Bereits in der gemeinsamen Sitzung der Ortsbeiräte Maximiliansau und Wörth sowie des Bauausschusses und Ausschusses für Klimaschutz, Umwelt und Mobilität sprach sich eine deutliche Mehrheit – darunter SPD, BÜNDNIS 90/DIE GRÜNEN, FWG und FDP – für die Entwicklung eines interkommunalen Gewerbegebiets aus. Der Großteil der CDU-Vertreter stimmte gegen das Vorhaben.

 

„Wir können uns glücklich schätzen, denn wir haben als Stadt die Möglichkeit eine weitsichtige Planung anzustoßen, die wir angesichts der aktuellen Lage auch benötigen. Heute geht es aber zunächst um die Unterzeichnung der Absichtserklärung. Es folgen dann die notwendigen Verwaltungsverfahren zum regionalen Raumordnungsplan“, erläutert Jürgen Nelson, stellvertretender Fraktionsvorsitzender der SPD.

 

„Wenn wir die Gewerbesteuereinnahmen sichern wollen, wenn wir neue hochwertige Arbeitsplätze schaffen wollen und wenn wir höchste ökologische Standards anlegen wollen, dann haben wir heute die Möglichkeit dazu, den Prozess in Gang zu setzen. Wie auch in der Vergangenheit erfordert dies eine Portion Mut“, so Nelson weiter. Auf die hinauszögernde und teils ablehnende Haltung der CDU heißt es: "Wer etwas will - der findet Wege, wer etwas nicht will - der findet Gründe."

 

Zur Sache:

Die Stadt Wörth am Rhein beabsichtigt gemeinsam mit den Verbandsgemeinden Hagenbach und Kandel ein interkommunales Gewerbegebiet auszuweisen. Die potenziellen Flächen liegen zwischen Hagenbach, Maximiliansau und Wörth (ca. 100 Hektar) sowie bei Erlenbach an der A65 (ca. 40 Hektar).

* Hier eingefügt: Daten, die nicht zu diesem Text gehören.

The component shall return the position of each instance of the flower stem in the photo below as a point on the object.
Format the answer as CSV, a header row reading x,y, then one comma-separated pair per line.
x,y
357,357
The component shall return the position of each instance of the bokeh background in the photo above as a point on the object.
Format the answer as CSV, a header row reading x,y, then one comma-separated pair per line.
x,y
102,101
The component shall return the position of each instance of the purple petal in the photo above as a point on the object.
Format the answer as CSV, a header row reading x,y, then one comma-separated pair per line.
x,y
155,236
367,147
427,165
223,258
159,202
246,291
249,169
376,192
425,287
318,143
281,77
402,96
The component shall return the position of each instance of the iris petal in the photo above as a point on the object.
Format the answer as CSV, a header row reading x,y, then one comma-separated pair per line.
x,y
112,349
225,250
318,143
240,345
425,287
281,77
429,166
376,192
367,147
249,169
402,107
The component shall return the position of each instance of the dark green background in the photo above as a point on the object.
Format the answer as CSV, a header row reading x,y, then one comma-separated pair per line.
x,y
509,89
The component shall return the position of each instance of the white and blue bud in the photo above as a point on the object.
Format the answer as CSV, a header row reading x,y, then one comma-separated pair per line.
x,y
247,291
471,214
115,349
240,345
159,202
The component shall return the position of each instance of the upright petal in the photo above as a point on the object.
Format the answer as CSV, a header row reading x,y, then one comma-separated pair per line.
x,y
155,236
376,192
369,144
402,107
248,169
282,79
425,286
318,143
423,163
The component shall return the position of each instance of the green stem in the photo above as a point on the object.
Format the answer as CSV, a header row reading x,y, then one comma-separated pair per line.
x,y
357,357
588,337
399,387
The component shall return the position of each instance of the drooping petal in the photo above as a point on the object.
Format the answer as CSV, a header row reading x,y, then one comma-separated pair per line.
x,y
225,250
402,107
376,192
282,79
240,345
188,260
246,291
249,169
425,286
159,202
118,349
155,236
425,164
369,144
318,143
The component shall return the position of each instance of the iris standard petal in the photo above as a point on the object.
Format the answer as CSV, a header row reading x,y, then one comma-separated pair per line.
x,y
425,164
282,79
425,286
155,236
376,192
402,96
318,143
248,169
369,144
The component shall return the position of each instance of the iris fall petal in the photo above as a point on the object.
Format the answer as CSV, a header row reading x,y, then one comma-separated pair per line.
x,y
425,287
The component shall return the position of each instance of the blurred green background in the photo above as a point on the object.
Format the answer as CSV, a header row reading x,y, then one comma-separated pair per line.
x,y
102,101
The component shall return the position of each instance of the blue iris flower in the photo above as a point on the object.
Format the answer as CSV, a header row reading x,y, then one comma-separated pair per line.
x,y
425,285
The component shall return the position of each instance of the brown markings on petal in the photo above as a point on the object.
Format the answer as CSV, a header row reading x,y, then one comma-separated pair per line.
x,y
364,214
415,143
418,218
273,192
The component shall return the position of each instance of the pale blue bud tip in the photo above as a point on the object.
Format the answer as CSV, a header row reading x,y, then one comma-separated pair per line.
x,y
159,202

Das Ziel ist, auf den wertvollen Flächen ein beispielhaftes Gewerbegebiet zu entwickeln, das Unternehmen anzieht, die viele und hochwertige Arbeitsplätze mitbringen. Zugleich gelten hohe Anforderungen an Natur- und Klimaschutz.

 


Die drei Säulen für das interkommunale Gewerbegebiet

 

Das interkommunale Gewerbegebiet basiert auf einem Drei-Säulen-Modell und umfasst die Gewerbe-, die Sozial- und Umweltstrategie. Die Gewerbestrategie berücksichtigt die Standortbedingungen, Wirtschaftsförderung, das Flächenmanagement und das Flächenentwicklungskonzept. Die Sozialstrategie soll insbesondere die Veränderungen der demografischen Entwicklung sowie der Arbeitswelt berücksichtigen. Gegenstand der Umweltstrategie sind u.a. Dach- und Fassadenbegrünung, ultraeffiziente Energienutzung (erneuerbar) und Abfallverwertung sowie der ökologische Grüngürtel.

 


Geplantes Gewerbegebiet mit dem beabsichtigten Grüngürtel

 

Im ersten Schritt geht es darum ein sogenanntes Zielabweichungsverfahren aufgrund regionalplanerischer Restriktionen einzuleiten. Hierzu bedarf es einer Absichtserklärung sowie eines raumordnerischen Vertrags, die von den Verbandsgemeinden und der Stadt zu unterzeichnen sind. Der Stadtrat Wörth am Rhein hat diesen Vorgang nun genehmigt. Ziel ist auch die Gründung eines Zweckverbandes.